At a time when the outlook is extremely optimistic, particularly with the growth of personalised medicine, the following factors are seen as crucial to M&A success
Recognise competition is fierce. The most attractive targets are seeing strong competition between rival suitors – with PE buyers also keen. Financial investors recognise the opportunity for returns based on a deep understanding or market niches.
Focus on cross-border deals. Global transactions are likely to continue considering that growth in their existing markets can be difficult for many companies. Looking overseas enables them to tap new markets and manage risk by outsourcing drug development.
Consider joint ventures. M&A deals have been popular but they’re not the only solutions, with partnerships and joint ventures also possible. These are good ways for companies to get to know each other and see if their working methods are compatible.
Acknowledge trends. Personalised medicine is clearly on the rise, offering benefits such as higher pricing, greater efficacy and improved compliance. However, broad indication drugs will continue to be the mainstay of portfolios for some time to come.

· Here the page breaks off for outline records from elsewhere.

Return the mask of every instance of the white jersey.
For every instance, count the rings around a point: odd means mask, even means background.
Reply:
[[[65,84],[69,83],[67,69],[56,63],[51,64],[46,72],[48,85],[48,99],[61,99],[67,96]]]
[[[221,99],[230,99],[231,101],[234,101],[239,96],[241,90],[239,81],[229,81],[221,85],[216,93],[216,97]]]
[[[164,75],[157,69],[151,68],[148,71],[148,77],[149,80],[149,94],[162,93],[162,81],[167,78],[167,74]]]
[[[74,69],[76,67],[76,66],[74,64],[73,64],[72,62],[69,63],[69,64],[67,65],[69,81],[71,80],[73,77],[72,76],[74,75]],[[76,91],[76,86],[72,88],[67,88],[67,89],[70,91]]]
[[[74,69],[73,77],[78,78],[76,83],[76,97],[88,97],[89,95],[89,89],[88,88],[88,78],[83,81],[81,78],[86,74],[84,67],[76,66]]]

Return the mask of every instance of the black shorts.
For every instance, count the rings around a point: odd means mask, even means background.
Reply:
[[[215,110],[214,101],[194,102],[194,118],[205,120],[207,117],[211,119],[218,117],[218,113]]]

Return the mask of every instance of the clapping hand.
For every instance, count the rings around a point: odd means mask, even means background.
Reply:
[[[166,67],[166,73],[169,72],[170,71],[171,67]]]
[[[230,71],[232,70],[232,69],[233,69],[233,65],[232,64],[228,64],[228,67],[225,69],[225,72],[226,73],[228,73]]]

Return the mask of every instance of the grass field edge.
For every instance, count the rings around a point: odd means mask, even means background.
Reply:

Believe in technology. Advances such as 3D printing are providing life sciences companies with new opportunities to grow their businesses. Added to this fact is that they have money on the balance sheet to put to use on behalf of shareholders.
Reshaped businesses. Maintaining a broad product portfolio across several sectors is challenging and companies will need to manage their M&A activity in this context. It’s likely that firms will reshape themselves according to their strategic priorities.